Depuis 2004, l’Etat s’est délesté de nombre de ses responsabilités sur les collectivités territoriales, sans assurer un financement équitable de ces transferts. Pire, il n’assume plus ses missions de base dans de nombreux domaines.

Les régions socialistes prennent leurs responsabilités et face à la crise, elles ont mis en œuvre, au-delà de leurs compétences obligatoires, de nombreux dispositifs de solidarité : plans de lutte contre toutes les discriminations, accessibilité des lycées et des gares aux personnes handicapées, accès à la santé et aux soins dans les territoires.

Renonçant à assumer pleinement la responsabilité de l’Etat dans l’aménagement du territoire, le gouvernement oblige de surcroît les collectivités à co-financer ses projets.

Face à la campagne éhontée de l’UMP contre les régions, rétablissons la vérité :

  • La dette des régions représente seulement 1 % de la dette de l’Etat.

  • La dette des collectivités locales représente 10 % de la dette totale et dans le même temps, l’investissement des collectivités locales représente 73 % de l’investissement public.

  • Les dépenses de personnels ont crû en premier lieu en raison du transfert de 130 000 agents de l’Etat dans les conseils régionaux.

  • L’Etat a versé 95 millions d’euros aux régions en subventions d’investissement, pendant qu’il percevait 427,4 millions d’euros des régions en subventions publiques : les régions reversent à l’Etat quatre fois plus qu’elles ne perçoivent.

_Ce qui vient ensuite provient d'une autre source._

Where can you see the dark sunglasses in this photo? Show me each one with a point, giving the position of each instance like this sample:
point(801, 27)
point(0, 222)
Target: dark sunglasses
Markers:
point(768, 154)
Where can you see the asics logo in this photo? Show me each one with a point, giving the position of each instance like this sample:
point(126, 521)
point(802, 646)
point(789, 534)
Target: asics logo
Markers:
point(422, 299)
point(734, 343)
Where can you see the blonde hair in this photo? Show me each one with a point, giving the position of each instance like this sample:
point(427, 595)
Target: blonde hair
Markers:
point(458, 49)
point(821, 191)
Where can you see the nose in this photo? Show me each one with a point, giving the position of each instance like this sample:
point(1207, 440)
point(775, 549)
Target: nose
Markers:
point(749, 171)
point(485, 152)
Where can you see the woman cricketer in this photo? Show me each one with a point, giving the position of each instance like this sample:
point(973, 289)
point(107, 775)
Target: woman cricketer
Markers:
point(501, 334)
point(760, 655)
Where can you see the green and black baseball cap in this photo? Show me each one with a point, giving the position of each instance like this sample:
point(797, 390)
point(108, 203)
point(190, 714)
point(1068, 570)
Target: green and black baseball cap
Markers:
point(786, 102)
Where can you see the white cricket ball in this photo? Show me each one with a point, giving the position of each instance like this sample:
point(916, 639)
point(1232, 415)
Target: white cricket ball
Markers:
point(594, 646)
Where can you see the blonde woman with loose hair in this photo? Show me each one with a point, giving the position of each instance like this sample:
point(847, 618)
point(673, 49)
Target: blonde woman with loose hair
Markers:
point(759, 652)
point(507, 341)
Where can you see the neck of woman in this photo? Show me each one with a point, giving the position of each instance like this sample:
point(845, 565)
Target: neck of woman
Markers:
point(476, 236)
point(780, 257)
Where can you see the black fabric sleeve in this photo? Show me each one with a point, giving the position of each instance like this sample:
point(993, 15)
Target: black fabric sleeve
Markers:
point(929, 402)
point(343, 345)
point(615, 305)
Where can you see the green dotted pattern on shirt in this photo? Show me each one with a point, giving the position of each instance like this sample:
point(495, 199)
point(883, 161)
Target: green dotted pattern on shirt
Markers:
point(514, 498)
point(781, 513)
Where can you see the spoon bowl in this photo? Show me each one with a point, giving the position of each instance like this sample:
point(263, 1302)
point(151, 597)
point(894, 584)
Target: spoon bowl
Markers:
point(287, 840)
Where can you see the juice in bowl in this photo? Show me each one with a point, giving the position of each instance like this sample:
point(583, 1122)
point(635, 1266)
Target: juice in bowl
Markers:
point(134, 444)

  • Aujourd’hui, le gouvernement oblige les collectivités à financer 1/3 du plan Campus et impose des cofinancements sur les lignes à grande vitesse et sur les opérations de renouvellement urbain.
  • En supportant le coût des compétences abandonnées par l’Etat, les régions ont été bien gérées :

  • En 2009, la région qui a le plus augmenté son taux d’imposition est l’Alsace, une des deux régions métropolitaines gérées par l’UMP de Nicolas Sarkozy.


  • Au contraire, 16 régions socialistes ont maintenu inchangé leur taux d’imposition.

  • Les régions représentent 2 % de la fiscalité en France et en moyenne, leurs impôts n’ont augmenté que de 3,6 % par an, soient 3 € par habitant et par an.

  • L’investissement des régions métropolitaines a progressé de 32,24 % entre 2004 et 2009.